Below is a photograph which
I received on Monday of the post in Ronda's lounge. It will give you
some idea of the volume that Ronda and her team are working through,
bearing in mind that Lindiwe and Erin are only with her one day a week.
Let me say emphatically that Ronda is not daunted by this task. She is
DELIGHTED (as we all are) with the response as her first and foremost
goal is to work for and with the children.
While it is pretty
overwhelming, she trusts implicitly that we will ALL work through ways
in which we can adequately resource this to more quickly expedite the
sorting, bundling and sewing of the blankets.
What would greatly
upset her is the notion that we have been seen in anyway to let you
down. We believe and have been told many times that what makes KAS
different is the level of transparency we bring to our communications
with you.
Another more important perspective
If
we were to agree that we all working together to make a difference in
AID'S orphans lives and that this is a team effort, could we not also
agree that we ALL risk something in order to make a difference in these
children's lives?
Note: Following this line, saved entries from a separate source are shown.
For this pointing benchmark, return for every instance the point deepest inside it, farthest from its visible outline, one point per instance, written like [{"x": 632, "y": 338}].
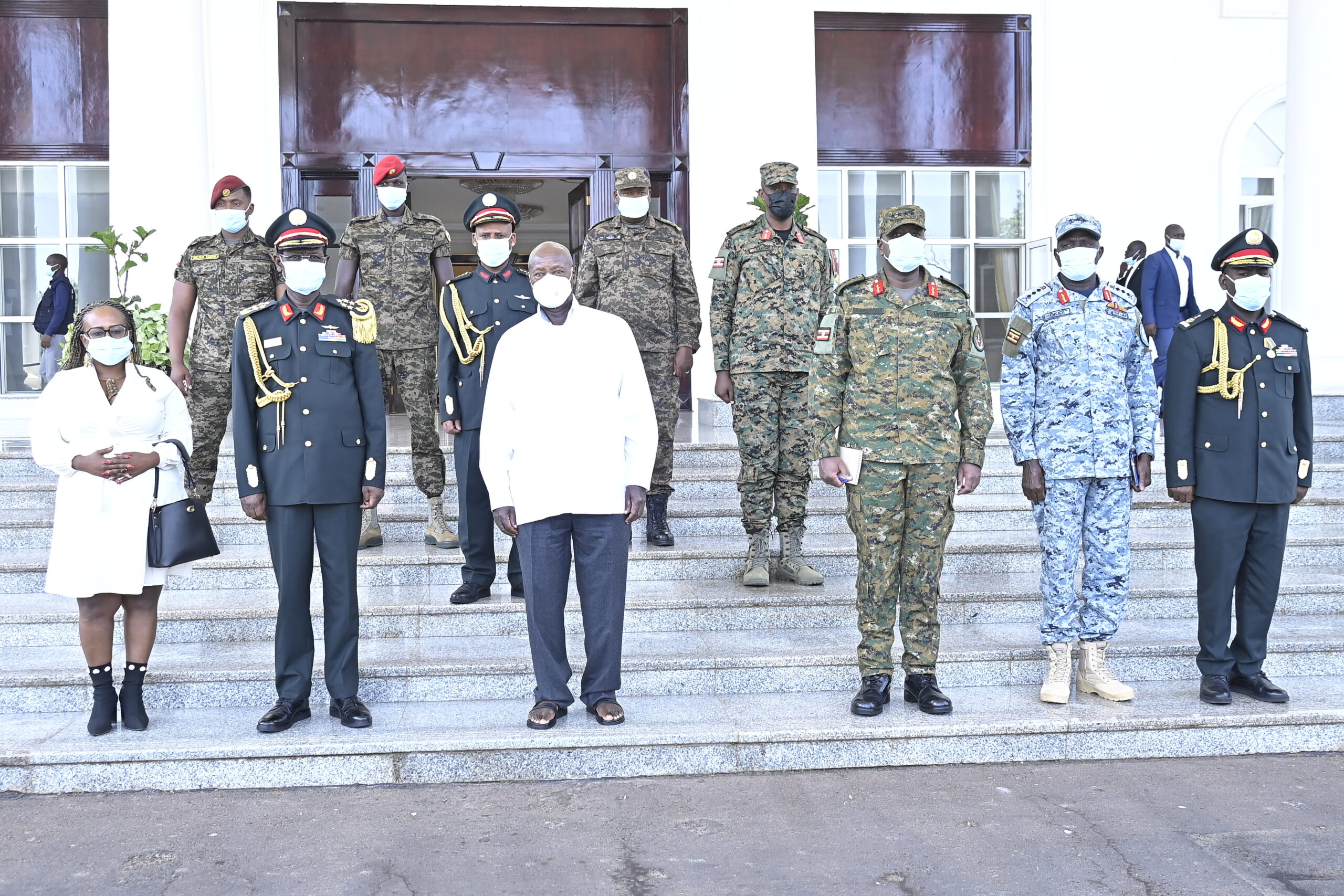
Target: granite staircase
[{"x": 717, "y": 678}]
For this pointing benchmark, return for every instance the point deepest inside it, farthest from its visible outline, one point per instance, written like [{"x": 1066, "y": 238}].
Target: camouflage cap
[
  {"x": 1078, "y": 220},
  {"x": 627, "y": 178},
  {"x": 893, "y": 218},
  {"x": 779, "y": 172}
]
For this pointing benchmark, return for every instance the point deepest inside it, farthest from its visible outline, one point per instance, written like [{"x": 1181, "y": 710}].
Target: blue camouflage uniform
[{"x": 1078, "y": 395}]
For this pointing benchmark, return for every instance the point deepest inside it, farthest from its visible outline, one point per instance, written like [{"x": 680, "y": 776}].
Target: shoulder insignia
[
  {"x": 1199, "y": 319},
  {"x": 1280, "y": 316},
  {"x": 258, "y": 307}
]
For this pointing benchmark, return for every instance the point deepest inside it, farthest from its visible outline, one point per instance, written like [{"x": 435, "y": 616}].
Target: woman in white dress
[{"x": 100, "y": 425}]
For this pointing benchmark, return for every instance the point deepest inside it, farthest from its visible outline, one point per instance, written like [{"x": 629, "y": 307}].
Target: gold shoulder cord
[
  {"x": 262, "y": 371},
  {"x": 1230, "y": 383},
  {"x": 468, "y": 350}
]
Your risk is trusting that the money, effort and time
you spend in making squares/items WILL result in warming a child. Our
risk is the considerable unpaid time we spend to ensure that that
happens. In short, are we not all in this together?
We are
reassured that all your parcels arrive with perhaps an acceptable
percentage going astray (the USA postal system admits to a 5% loss in
their system). So believing that, we feel we can ask you, what made you
want to knit and send squares for this cause? I believe you want very
much to help these children.
Can we not all resolve then, that
that is far more important than knowing exactly when your parcel has
safely arrived? I am not suggesting that it is not important, but I do
ask you again for your trust and that you allow us some latitude in how
it is done and when.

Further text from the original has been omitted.